Yellen: making progress
US raises interest rate despite weaker data
It the second rise this year, taking the rate to its highest since 2008.
The Fed said it was in response to US economic growth and the robust job market, although new data pointed to weaker trade.
Retail sales fell 0.3% last month – the largest fall since January 2016 and below economists’ expectations for a 0.1% gain.
“Our decision reflects the progress the economy has made and is expected to make,” said Federal Reserve chairman Janet Yellen (pictured).
Asian markets edged lower following falls in the S&P 500 and Nasdaq, although the rate increase was already priced into most stocks.
Tom Stevenson, investment director for personal investing at Fidelity International, said: “There was never much doubt that the Federal Reserve would raise interest rates by a further 0.25%.
“Having set out its proposed tightening path in March, it would have taken more than the recent softer inflation data and weaker than expected jobs figures to blow the Fed off course.
“Unemployment has fallen to a 16 year low of 4.3% and economic growth is on track. The guidance for one more hike this year remains in place, according to the latest ‘dot plot’ projections which show rate-setters’ expectations of the timing of future rate moves.
“More important was what the US central had to say about its plans to rein in its bloated balance sheet, which has ballooned to $4.5trn since the financial crisis as the Fed has bought government and mortgage-backed bonds to underpin the American economy.
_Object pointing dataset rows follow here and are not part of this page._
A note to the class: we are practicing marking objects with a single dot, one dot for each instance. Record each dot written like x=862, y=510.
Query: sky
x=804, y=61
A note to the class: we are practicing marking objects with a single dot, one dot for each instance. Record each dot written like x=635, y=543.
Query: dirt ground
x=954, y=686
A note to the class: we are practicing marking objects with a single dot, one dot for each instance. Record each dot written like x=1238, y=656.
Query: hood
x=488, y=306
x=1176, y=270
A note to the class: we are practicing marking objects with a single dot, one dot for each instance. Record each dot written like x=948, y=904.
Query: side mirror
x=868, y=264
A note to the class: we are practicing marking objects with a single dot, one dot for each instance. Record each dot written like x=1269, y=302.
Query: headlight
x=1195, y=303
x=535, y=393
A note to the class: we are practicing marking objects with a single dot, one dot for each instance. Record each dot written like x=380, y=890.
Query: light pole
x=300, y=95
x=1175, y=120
“The Fed said today that it would decrease reinvestment of maturing bonds at a steadily increasing rate until after a year it is holding back $30bn a month on Government bonds and $20bn on mortgage backed securities.”
What does it mean for investors?
Recent wobbles in the red-hot technology sector have in part been driven by fears about the Fed’s tentative return to monetary normality. The highly-rated US stock market remains vulnerable to rising interest rates and a tightening of financial conditions as the extraordinary monetary experiment of the past 10 years starts to be unwound.